Steps in Educating and Training Activities
- Setting policies and priorities and checking present status of education and training;
- Establish of training system for operation and maintenance skill upgradation;
- Training the employees for upgrading the operation and maintenance skills;
- Preparation of training calendar;
- Kick-off of the system for training; and
- Evaluation of activities and study of future approach.
PILLAR 7—OFFICE TPM
Office TPM should be started after activating four other pillars of TPM (JH, KK, QM, PM). Office TPM must be followed to improve productivity, efficiency in the administrative functions and identify and eliminate losses. This includes analyzing processes and procedures towards increased office automation. Office TPM addresses twelve major losses. They are:
- Processing loss;
- Cost loss including in areas such as, procurement, accounts, marketing, sales leading to high inventories;
- Communication loss;
- Idle loss;
- Set-up loss;
- Accuracy loss;
- Office equipment breakdown;
- Communication channel breakdown, telephone and fax lines;
- Time spent on retrieval of information;
- Non availability of correct on-line stock status;
- Customer complaints due to logistics; and
- Expenses on emergency dispatches/purchases.

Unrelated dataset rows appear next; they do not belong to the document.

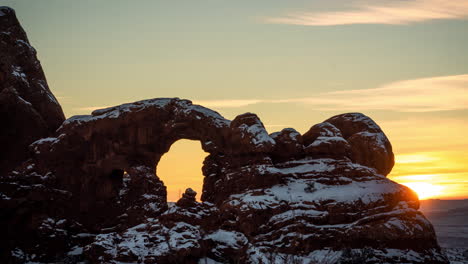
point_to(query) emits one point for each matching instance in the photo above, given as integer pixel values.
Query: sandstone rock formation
(89, 191)
(28, 109)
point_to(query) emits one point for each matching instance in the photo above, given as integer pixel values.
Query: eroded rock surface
(89, 191)
(28, 109)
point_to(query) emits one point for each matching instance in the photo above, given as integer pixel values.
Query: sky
(293, 63)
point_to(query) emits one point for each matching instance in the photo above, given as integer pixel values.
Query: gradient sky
(294, 63)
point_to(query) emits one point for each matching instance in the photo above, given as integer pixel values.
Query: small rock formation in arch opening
(88, 191)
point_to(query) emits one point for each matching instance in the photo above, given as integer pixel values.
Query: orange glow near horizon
(439, 175)
(181, 168)
(425, 190)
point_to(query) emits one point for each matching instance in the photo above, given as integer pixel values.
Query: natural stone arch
(129, 138)
(181, 168)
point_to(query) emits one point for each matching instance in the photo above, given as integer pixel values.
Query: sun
(425, 190)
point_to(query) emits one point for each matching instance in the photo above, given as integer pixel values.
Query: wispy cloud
(89, 108)
(380, 12)
(227, 103)
(418, 95)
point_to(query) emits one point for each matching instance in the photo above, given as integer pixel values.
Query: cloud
(89, 108)
(418, 95)
(227, 103)
(382, 12)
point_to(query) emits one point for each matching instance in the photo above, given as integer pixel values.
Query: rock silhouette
(88, 191)
(28, 109)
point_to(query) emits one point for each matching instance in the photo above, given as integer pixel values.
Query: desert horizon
(215, 132)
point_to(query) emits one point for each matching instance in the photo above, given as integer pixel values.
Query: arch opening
(181, 168)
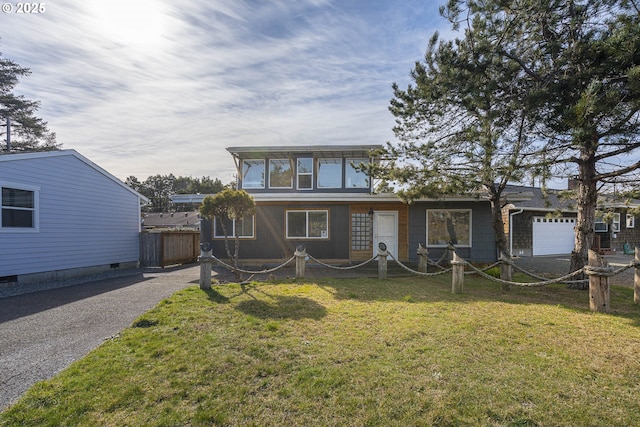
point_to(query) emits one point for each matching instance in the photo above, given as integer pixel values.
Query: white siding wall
(86, 219)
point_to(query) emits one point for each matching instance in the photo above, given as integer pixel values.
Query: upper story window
(280, 173)
(19, 208)
(631, 221)
(615, 222)
(253, 174)
(355, 178)
(305, 173)
(330, 173)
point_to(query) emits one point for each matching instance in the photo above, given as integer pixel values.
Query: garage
(553, 236)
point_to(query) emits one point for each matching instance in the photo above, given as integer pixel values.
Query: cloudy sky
(145, 87)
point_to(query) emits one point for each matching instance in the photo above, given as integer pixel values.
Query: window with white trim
(243, 228)
(280, 173)
(356, 178)
(253, 173)
(600, 225)
(305, 173)
(631, 221)
(615, 223)
(307, 224)
(330, 173)
(19, 208)
(449, 225)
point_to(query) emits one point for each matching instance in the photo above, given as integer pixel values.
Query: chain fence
(469, 269)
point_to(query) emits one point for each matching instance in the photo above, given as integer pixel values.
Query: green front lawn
(365, 352)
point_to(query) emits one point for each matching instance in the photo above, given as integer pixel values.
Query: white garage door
(553, 236)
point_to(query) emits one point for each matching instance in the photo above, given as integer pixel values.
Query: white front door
(385, 229)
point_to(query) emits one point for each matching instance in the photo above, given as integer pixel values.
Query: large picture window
(329, 173)
(243, 228)
(309, 224)
(19, 208)
(355, 178)
(305, 173)
(253, 174)
(280, 173)
(449, 225)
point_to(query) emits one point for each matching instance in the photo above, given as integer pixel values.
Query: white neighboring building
(64, 216)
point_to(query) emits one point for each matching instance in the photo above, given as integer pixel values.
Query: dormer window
(355, 178)
(253, 174)
(280, 173)
(330, 173)
(305, 173)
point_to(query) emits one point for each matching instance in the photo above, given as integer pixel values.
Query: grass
(363, 352)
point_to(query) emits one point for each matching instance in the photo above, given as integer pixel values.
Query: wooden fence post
(382, 260)
(599, 294)
(457, 274)
(301, 255)
(423, 260)
(205, 259)
(636, 279)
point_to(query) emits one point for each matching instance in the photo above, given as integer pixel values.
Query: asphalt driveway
(41, 333)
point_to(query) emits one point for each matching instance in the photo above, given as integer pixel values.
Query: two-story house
(317, 197)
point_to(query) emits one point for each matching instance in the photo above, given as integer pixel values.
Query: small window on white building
(600, 225)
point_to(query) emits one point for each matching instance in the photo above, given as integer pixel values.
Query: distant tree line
(159, 188)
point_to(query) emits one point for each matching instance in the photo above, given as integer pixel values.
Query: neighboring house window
(356, 179)
(243, 228)
(253, 174)
(449, 225)
(600, 225)
(309, 224)
(361, 235)
(329, 173)
(615, 224)
(280, 173)
(19, 208)
(631, 221)
(305, 173)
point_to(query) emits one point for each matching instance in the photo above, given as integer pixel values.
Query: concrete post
(423, 258)
(205, 259)
(599, 293)
(382, 261)
(301, 255)
(636, 279)
(457, 274)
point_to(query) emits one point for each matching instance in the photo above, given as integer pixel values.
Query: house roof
(544, 201)
(323, 150)
(8, 157)
(172, 219)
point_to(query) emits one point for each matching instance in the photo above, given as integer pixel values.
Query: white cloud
(169, 95)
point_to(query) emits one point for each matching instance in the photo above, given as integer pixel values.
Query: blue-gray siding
(483, 243)
(86, 218)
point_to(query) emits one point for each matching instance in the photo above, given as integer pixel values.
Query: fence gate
(160, 249)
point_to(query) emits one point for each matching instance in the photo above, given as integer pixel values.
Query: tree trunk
(587, 199)
(502, 245)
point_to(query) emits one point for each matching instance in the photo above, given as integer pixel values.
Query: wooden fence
(160, 249)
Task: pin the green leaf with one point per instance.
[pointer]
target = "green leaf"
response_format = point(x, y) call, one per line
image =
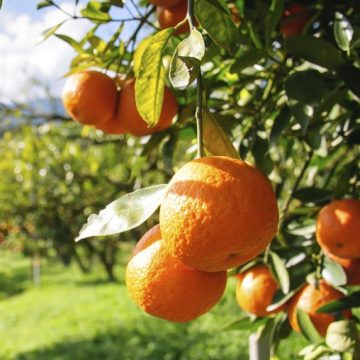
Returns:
point(238, 324)
point(40, 5)
point(73, 43)
point(333, 273)
point(280, 272)
point(276, 10)
point(260, 150)
point(342, 184)
point(343, 31)
point(124, 213)
point(97, 43)
point(250, 58)
point(302, 113)
point(51, 31)
point(343, 336)
point(185, 62)
point(138, 55)
point(317, 352)
point(312, 195)
point(281, 122)
point(215, 18)
point(307, 327)
point(281, 299)
point(118, 3)
point(347, 302)
point(297, 87)
point(350, 75)
point(96, 12)
point(150, 83)
point(315, 50)
point(215, 139)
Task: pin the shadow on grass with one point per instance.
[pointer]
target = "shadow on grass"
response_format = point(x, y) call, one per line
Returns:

Office TPM and its Benefits
- Involvement of all people in support functions for focusing on better plant performance;
- Better utilized work area;
- Reduce repetitive work;
- Reduced inventory levels in all parts of the supply chain;
- Reduced administrative costs;
- Reduced inventory carrying cost;
- Reduction in number of files;
- Reduction of overhead costs (to include cost of non-production/non-capital equipment);
- Productivity of people in support functions;
- Reduction in breakdown of office equipment;
- Reduction of customer complaints due to logistics;
- Reduction in expenses due to emergency dispatches/purchases;
- Reduced manpower; and
- Clean and pleasant work environment.
PILLAR 8—SAFETY, HEALTH AND ENVIRONMENT
- Zero accident,
- Zero health damage, and
- Zero fires.
In this area focus is on to create a safe workplace and a surrounding area that is not damaged by our process or procedures. This pillar will play an active role in each of the other pillars on a regular basis.
A committee is constituted for this pillar, which comprises representative of officers as well as workers. The committee is headed by senior vice President (Technical). Utmost importance to safety is given in the plant. Manager (safety) is looking after functions related to safety. To create awareness among employees various competitions like safety slogans, quiz, drama, posters, etc. related to safety can be organized at regular intervals.
Today, with competition in industry at an all time high, TPM may be the only thing that stands between success and total failure for some companies. It has been proven to be a program that works. It can be adapted to work not only in industrial plants, but also in construction, building maintenance, transportation, and in a variety of other situations. Employees must be educated and convinced that TPM is not just another ‘program of the month’ and that management is totally committed to the program and the extended time frame necessary for full implementation. If everyone involved in a TPM program does his or her part, an unusually high rate of return compared to resources invested may be expected.